Kinshasa est en émoi suite aux accusations de faux et usage de faux concernant les diplômes du Directeur Général de l’Académie des Beaux-Arts (ABA), Henri Kalama. Cet établissement prestigieux, fleuron de l’enseignement artistique en République Démocratique du Congo et unique en Afrique centrale, se retrouve au cœur d’une tempête judiciaire qui pourrait ternir son image et soulever des questions sur la gouvernance de ses institutions.
Henri Kalama, à la tête de cette institution publique réputée, est accusé de s’être prévalu d’un doctorat obtenu à la China Academy of Art, une affirmation qui est aujourd’hui remise en question. Face à ces allégations, le DG a déposé une plainte, mais le chemin devant la justice s’annonce semé d’embûches. Il lui incombe désormais la lourde tâche de prouver sa qualité de docteur à thèse, un titre qu’il prétend détenir.
Cependant, la partie adverse soutient avec fermeté que Henri Kalama ne possède aucune thèse, et que cette affaire pourrait se retourner contre lui, l’exposant à une condamnation pour faux et usage de faux. La notoriété publique de son absence de diplôme doctoral est avancée comme un élément clé dans ce dossier. Dans sa démarche judiciaire, Henri Kalama devra également impliquer l’ambassade de Chine et la China Academy of Art, afin de corroborer ses dires et de faire la lumière sur ses études présumées.

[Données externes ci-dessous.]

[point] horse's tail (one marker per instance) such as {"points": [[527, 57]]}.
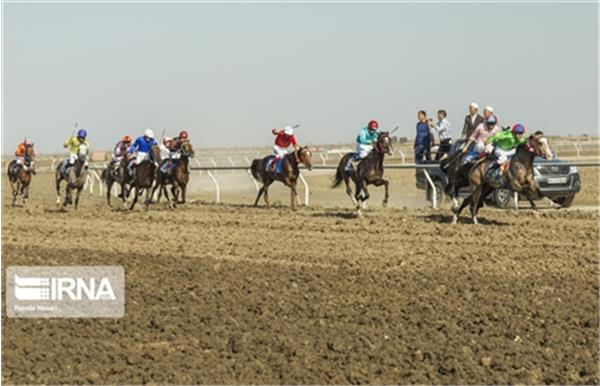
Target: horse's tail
{"points": [[255, 168], [339, 173]]}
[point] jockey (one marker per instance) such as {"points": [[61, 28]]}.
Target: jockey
{"points": [[364, 143], [73, 144], [180, 139], [168, 152], [120, 151], [21, 155], [505, 144], [284, 138], [481, 133], [142, 146]]}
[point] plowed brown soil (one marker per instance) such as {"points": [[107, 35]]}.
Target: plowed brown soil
{"points": [[235, 294]]}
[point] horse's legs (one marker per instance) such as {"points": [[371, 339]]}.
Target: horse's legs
{"points": [[385, 184], [15, 189], [293, 194], [458, 210], [529, 196], [260, 193], [266, 196], [109, 184], [148, 198], [349, 189], [135, 196], [58, 179], [183, 188], [77, 197]]}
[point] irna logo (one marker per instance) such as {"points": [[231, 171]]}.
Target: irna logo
{"points": [[61, 288]]}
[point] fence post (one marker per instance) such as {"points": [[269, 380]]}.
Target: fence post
{"points": [[433, 190], [306, 191], [217, 189]]}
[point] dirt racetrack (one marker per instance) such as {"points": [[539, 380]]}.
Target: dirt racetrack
{"points": [[235, 294]]}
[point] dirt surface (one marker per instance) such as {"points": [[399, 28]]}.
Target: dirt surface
{"points": [[236, 294]]}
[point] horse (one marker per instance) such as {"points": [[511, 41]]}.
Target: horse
{"points": [[75, 176], [518, 177], [144, 178], [115, 173], [368, 172], [289, 173], [178, 178], [19, 176]]}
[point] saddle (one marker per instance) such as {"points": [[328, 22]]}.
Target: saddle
{"points": [[278, 165]]}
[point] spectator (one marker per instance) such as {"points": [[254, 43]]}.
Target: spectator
{"points": [[423, 139], [443, 130], [471, 121]]}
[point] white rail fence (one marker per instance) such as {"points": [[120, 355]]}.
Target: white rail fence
{"points": [[94, 176]]}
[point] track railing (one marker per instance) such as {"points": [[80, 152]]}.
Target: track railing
{"points": [[424, 167]]}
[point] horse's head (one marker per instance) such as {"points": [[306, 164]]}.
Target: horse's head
{"points": [[303, 156], [538, 145], [384, 143], [187, 149]]}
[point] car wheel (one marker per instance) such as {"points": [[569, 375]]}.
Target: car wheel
{"points": [[502, 197], [565, 202]]}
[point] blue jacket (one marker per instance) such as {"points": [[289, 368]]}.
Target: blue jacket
{"points": [[423, 136], [141, 145]]}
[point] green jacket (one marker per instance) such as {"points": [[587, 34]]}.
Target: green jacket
{"points": [[505, 140]]}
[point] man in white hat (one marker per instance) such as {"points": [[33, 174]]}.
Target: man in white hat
{"points": [[472, 120], [488, 111]]}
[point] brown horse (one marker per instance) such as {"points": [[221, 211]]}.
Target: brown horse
{"points": [[290, 172], [19, 176], [368, 172], [76, 176], [115, 173], [177, 178], [144, 178], [518, 177]]}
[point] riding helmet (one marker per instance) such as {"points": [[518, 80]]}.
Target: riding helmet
{"points": [[518, 129]]}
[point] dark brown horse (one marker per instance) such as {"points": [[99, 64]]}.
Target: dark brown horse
{"points": [[115, 173], [19, 176], [76, 177], [368, 172], [290, 172], [518, 177], [177, 178], [144, 178]]}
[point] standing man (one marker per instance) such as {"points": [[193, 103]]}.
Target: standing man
{"points": [[423, 139], [443, 130], [471, 121]]}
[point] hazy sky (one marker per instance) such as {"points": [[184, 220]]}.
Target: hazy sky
{"points": [[230, 72]]}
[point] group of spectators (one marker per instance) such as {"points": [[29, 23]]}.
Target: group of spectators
{"points": [[427, 131]]}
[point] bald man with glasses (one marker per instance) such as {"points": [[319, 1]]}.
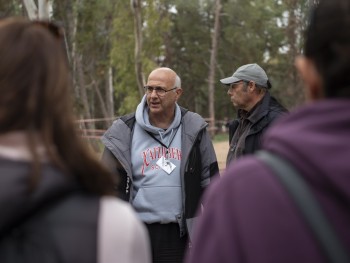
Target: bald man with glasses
{"points": [[163, 158]]}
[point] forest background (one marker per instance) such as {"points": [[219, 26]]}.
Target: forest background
{"points": [[112, 46]]}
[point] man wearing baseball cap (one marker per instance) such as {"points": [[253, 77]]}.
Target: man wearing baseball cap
{"points": [[248, 89]]}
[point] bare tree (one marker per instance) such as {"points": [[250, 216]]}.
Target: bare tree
{"points": [[136, 9], [212, 67]]}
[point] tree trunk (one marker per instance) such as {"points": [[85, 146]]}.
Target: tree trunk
{"points": [[31, 8], [110, 94], [212, 67], [136, 9], [44, 9]]}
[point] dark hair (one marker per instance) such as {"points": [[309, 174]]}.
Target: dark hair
{"points": [[35, 88], [328, 45]]}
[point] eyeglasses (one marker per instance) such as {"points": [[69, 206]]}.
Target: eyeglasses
{"points": [[159, 90]]}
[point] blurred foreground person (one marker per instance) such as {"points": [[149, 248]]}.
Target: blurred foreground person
{"points": [[54, 195], [249, 216]]}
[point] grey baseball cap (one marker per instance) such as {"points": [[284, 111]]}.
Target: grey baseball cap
{"points": [[249, 72]]}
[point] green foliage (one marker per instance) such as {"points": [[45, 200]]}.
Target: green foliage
{"points": [[177, 34]]}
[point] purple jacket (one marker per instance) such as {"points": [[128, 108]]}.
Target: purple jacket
{"points": [[248, 216]]}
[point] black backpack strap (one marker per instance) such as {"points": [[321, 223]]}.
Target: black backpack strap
{"points": [[307, 204]]}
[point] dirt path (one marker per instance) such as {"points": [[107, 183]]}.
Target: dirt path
{"points": [[221, 149]]}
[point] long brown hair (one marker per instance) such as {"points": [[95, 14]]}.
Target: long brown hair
{"points": [[35, 88], [327, 43]]}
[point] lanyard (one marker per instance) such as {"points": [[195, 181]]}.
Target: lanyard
{"points": [[167, 147]]}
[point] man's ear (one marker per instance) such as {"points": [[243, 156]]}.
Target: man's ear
{"points": [[310, 76], [178, 93]]}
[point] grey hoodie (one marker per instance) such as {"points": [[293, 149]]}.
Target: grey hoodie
{"points": [[156, 192]]}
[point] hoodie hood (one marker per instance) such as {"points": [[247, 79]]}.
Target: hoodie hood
{"points": [[315, 139], [142, 119]]}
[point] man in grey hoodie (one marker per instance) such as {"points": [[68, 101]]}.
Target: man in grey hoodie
{"points": [[163, 158]]}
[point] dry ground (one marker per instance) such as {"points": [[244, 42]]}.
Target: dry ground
{"points": [[221, 149]]}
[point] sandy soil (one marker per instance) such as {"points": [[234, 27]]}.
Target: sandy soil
{"points": [[221, 149]]}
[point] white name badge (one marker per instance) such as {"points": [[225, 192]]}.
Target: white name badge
{"points": [[166, 165]]}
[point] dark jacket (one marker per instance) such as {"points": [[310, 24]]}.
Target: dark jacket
{"points": [[253, 218], [265, 114], [198, 167], [44, 226]]}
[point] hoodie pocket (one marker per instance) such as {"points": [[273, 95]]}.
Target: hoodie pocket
{"points": [[161, 203]]}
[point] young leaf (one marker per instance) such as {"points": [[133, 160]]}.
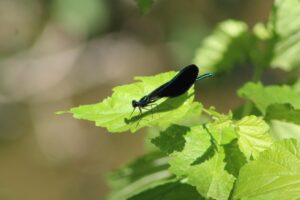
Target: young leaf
{"points": [[172, 190], [197, 142], [144, 173], [114, 113], [266, 96], [282, 130], [172, 139], [284, 112], [274, 175], [210, 178], [227, 46], [253, 136], [284, 23]]}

L’Académie des Beaux-Arts, en tant qu’institution publique et pilier de la formation artistique en RDC, voit son intégrité et sa crédibilité mises à l’épreuve. Cette affaire soulève des interrogations fondamentales sur les processus de recrutement et de nomination à la tête de nos institutions culturelles et éducatives. La transparence et la rigueur dans la vérification des qualifications sont des principes essentiels pour garantir la confiance du public et le bon fonctionnement de ces organismes. L’issue de ce procès sera sans aucun doute suivie de près par la communauté artistique et éducative congolaise, et potentiellement par les instances internationales concernées par l’enseignement de l’art.